CSIRO, Australia’s national science agency, will join forces with five universities to keep people safe at hazardous workplaces using the latest digital technologies.
The $18-million Tech4HSE program unites leading researchers in emerging technologies such as generative and immersive artificial intelligence (AI), augmented reality and cybersecurity to develop tech to aid those working in dangerous environments.
The program is led by CSIRO’s data and digital arm, Data61, and the University of Queensland (UQ). Swinburne, UNSW, Curtin and ANU have also signed up as partners.
Technology for HSE
Science director of Data61, Professor Aaron Quigley, says the technologies developed will support health, safety and environmental (HSE) objectives across a wide range of industries.
“Whether they’re working with electrical equipment, heavy machinery or on our roads, millions of Australians put themselves in harm’s way every day to help and serve others,” Prof. Quigley says.
“We’re bringing the best researchers in the nation together to help get everyone home safely, by creating advanced digital tools for training, identifying and monitoring hazards and planning responses and actions.”
Energy workers the focus of project number one
The initial project involves researchers from Data61 and UQ developing technologies to enhance crisis preparedness and response for workers in the energy industry.

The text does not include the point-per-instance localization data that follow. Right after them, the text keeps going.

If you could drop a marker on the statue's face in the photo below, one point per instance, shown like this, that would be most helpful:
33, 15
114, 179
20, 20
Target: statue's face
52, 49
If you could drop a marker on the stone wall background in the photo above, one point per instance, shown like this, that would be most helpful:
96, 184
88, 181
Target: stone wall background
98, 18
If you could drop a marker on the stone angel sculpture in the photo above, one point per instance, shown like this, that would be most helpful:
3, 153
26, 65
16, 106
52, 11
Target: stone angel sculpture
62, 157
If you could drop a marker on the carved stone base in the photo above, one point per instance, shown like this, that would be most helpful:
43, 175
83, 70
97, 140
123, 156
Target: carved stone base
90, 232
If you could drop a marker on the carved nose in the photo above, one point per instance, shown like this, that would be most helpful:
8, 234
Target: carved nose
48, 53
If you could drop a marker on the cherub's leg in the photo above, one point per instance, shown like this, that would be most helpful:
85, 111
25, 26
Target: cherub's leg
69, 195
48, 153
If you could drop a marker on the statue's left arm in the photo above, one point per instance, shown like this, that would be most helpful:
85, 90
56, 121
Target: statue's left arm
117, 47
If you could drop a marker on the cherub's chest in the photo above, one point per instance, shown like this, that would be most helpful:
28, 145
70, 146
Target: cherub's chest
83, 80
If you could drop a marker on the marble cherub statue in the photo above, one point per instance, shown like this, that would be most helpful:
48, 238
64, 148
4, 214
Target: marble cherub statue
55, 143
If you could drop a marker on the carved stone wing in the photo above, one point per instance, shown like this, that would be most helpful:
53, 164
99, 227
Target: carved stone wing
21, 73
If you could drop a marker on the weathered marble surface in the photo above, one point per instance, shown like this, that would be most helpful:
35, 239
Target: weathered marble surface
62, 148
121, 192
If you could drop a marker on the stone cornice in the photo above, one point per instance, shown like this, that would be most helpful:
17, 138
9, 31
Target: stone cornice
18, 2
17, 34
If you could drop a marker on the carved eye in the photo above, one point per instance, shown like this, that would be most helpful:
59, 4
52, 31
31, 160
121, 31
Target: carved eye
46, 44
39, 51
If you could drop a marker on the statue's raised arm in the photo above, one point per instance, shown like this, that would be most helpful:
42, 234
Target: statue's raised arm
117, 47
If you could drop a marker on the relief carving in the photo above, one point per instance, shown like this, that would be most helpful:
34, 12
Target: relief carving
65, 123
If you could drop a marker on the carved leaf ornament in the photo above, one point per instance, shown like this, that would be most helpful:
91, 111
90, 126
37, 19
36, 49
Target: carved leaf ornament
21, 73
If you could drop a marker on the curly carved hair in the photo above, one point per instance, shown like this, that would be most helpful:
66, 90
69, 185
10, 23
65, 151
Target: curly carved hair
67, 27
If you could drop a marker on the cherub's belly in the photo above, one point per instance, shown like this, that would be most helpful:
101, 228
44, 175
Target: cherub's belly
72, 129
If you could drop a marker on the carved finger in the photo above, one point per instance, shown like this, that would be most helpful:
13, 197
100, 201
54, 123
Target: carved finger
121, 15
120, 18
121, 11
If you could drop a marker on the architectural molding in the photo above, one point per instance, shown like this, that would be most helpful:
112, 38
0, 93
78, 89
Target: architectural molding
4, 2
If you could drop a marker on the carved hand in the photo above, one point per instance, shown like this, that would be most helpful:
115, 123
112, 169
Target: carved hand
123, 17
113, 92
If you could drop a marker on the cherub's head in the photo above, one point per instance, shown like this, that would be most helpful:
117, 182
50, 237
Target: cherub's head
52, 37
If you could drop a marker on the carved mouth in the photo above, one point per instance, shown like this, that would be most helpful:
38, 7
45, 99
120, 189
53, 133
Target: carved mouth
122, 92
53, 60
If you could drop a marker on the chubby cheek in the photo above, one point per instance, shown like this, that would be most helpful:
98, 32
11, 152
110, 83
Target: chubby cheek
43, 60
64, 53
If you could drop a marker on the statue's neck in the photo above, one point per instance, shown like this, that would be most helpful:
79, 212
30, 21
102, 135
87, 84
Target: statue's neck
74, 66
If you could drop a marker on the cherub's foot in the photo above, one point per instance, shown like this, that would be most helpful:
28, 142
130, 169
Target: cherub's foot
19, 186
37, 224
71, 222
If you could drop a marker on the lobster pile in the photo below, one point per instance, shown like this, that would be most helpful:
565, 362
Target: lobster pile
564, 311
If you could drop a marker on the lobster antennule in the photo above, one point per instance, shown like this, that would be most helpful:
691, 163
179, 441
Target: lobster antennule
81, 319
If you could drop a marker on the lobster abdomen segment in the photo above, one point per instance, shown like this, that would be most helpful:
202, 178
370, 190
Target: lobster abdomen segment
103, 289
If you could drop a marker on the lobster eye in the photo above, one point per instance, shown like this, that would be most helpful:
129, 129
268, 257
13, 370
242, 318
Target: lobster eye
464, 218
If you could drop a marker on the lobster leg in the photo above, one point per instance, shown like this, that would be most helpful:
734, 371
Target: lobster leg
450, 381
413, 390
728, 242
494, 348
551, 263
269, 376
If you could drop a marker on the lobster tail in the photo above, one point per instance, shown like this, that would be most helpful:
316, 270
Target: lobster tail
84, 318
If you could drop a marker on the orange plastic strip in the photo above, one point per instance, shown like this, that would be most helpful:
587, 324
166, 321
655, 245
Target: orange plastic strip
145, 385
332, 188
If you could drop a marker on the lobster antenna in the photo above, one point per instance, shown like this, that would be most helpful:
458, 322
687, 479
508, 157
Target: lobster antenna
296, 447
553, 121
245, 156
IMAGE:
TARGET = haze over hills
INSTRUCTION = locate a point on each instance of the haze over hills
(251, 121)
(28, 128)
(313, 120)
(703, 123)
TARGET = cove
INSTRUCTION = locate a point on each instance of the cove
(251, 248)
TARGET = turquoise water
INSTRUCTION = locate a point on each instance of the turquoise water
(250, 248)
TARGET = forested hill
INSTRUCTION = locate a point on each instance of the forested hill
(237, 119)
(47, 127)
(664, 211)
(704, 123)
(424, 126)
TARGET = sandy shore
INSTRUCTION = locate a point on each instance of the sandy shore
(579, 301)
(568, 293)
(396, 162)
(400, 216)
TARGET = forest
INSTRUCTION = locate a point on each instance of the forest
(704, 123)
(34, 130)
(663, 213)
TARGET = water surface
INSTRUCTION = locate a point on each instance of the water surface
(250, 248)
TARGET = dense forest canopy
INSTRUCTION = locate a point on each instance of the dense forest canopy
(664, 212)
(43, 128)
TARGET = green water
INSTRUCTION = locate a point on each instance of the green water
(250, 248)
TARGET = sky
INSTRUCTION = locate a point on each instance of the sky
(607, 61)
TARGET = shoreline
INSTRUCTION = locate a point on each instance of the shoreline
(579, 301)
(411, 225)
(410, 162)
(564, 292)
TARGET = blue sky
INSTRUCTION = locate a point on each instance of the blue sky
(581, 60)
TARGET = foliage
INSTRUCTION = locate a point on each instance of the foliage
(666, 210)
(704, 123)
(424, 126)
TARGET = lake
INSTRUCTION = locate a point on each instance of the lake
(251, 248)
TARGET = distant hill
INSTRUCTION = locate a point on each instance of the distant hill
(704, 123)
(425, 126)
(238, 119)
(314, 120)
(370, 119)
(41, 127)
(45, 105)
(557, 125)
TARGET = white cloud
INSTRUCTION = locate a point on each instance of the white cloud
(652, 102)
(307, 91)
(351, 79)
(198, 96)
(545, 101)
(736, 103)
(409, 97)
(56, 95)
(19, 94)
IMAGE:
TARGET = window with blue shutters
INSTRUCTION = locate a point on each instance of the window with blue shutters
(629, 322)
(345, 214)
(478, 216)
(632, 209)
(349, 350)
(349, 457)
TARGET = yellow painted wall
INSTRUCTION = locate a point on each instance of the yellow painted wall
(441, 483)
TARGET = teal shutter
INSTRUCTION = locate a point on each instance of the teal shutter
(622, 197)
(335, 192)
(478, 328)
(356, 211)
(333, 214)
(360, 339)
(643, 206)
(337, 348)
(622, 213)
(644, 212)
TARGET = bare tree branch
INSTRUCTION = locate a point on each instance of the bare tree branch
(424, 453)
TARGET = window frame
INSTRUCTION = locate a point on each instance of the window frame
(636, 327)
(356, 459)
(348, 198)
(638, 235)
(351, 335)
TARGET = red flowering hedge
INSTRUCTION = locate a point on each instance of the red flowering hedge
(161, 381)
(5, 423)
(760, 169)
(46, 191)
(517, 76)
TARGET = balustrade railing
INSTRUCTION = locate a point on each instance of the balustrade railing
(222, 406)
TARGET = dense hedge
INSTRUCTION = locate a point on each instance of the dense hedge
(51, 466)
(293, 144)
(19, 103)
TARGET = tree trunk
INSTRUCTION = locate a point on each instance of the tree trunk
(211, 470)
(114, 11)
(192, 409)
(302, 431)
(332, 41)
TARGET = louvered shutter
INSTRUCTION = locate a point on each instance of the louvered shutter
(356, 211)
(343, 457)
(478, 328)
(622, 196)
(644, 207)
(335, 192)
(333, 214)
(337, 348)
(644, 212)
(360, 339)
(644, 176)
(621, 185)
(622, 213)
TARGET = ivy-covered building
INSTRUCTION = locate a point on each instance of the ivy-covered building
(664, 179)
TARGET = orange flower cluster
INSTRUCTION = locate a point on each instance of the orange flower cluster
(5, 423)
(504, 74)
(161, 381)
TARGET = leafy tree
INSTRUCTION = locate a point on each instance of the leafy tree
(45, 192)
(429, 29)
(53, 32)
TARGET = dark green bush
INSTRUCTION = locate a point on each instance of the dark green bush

Data61 Tech4HSE science lead Dr Matt Adcock says one example of the technology being developed will combine state-of-the-art computer vision models and 3D generative AI.
“Our aim is to take smart glasses to a new level by enabling the placement of helpful digital holograms within the physical work environment to support emergency response safety training and assisted decision-making under heightened stress levels,” Dr Adcock says.
Researchers are initially working with stakeholders in the power industry to ensure prototypes are sensitive to industry needs.
Tackling injury in hazardous workplaces
According to the Australian Bureau of Statistics, 497,300 Australians suffered from a work-related injury or illness in 2021-22. UQ Tech4HSE science lead Dr Mashhuda Glencross says these projects present an opportunity to make an impactful difference.
“The innovative technologies we are researching and developing in this initiative are aimed at supporting the safety of Australians during disasters and when working in potentially hazardous environments,” Dr Glencross says.
Prototypes will be built over five years and trialled in real-world job scenarios, with a focus on developing commercially viable products that are responsible by design.